The submarine fiber optic cable that connects Tonga to the rest of the world was severed during a volcanic eruption.

The New Zealand Ministry of Foreign Affairs said it may take more than a month to repair damage to the 49,889km (31,000 miles) long cable that serves the South Pacific.

The eruption of the seabed followed by the tsunami cause 110,000 Tongans cut off.

2G wireless connections have been established on the main island, using satellite dishes from the University of the South Pacific. But the service was disorganized, and the internet service was running slow.

How will the cable repaired?

The cable, operated by Tonga Cable, is believed to have broken about 37km (23 miles) offshore.

According to Reuters, the fault search conducted by the company after the volcano seemed to confirm a cable break. The process of repairing it is actually quite simple, according to lead engineer at Virgin Media, Peter Jamieson, who is also vice chairman of the European Submarine Cable Association.

“They will send a pulse of light from the island and the machine will measure how long it takes to travel and this will determine where the break is,” he explained. Then the cable repair boat will be sent to the first break location.

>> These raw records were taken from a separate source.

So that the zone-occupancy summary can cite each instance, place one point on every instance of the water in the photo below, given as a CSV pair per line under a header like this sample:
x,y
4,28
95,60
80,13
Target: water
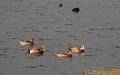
x,y
57,28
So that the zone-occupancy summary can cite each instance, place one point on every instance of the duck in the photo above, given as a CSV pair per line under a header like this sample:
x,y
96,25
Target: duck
x,y
27,42
36,50
60,4
76,10
64,55
77,49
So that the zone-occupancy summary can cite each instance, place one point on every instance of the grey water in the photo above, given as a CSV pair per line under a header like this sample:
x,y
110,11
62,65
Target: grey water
x,y
97,26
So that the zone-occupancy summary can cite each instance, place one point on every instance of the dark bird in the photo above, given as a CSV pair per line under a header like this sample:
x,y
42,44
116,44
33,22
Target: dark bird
x,y
60,5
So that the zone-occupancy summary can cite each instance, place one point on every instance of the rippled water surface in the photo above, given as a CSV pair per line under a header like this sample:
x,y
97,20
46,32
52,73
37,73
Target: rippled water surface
x,y
97,26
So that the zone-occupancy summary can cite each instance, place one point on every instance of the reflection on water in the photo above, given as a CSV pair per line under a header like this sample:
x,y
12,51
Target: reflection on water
x,y
58,28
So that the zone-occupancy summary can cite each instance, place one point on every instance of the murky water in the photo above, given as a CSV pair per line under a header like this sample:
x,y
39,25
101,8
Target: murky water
x,y
97,26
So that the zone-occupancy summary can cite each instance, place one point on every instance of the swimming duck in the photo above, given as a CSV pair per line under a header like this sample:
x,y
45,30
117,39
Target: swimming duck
x,y
27,42
64,55
77,49
60,5
36,50
76,10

It will use either an ROV (a remotely operated underwater vehicle) or a tool known as a grapnel (basically a hook on a chain) to recover the broken end.

That will be reconnected to the new cable on the boat and then the same process will take place at the other end of the break. If all goes well, the whole process will take between five and seven days.

How important is this cable?

In the West, if one cable breaks it is not a problem, because there are many more. The UK, for example, has about 50 cables that transmit data to the country.

In Tonga, there is only one. “Ideally you have at least two cables as a minimum,” Mr. Jamieson said. “But cable is expensive and there is no drive for Facebook, Google or anyone else to build it there.”

Worldwide there are an estimated more than 430 cables, spanning a distance of 1.3 million km (800,000 miles).

After disconnecting the cable earlier in 2019 from the ship’s anchor, Tonga signed a 15-year agreement to secure satellite connections. But the use of satellite phones has been affected by the volcanic ash engulfing the country. Some people have reported that they can only dial out and not receive calls.

Due to its cost, the use of satellite phones is limited to government officials, and some businesses.

Mobile network provider Digicel has set up an interim system on the main island of Tongatapu, using South Pacific University satellite dishes to provide limited 2G coverage.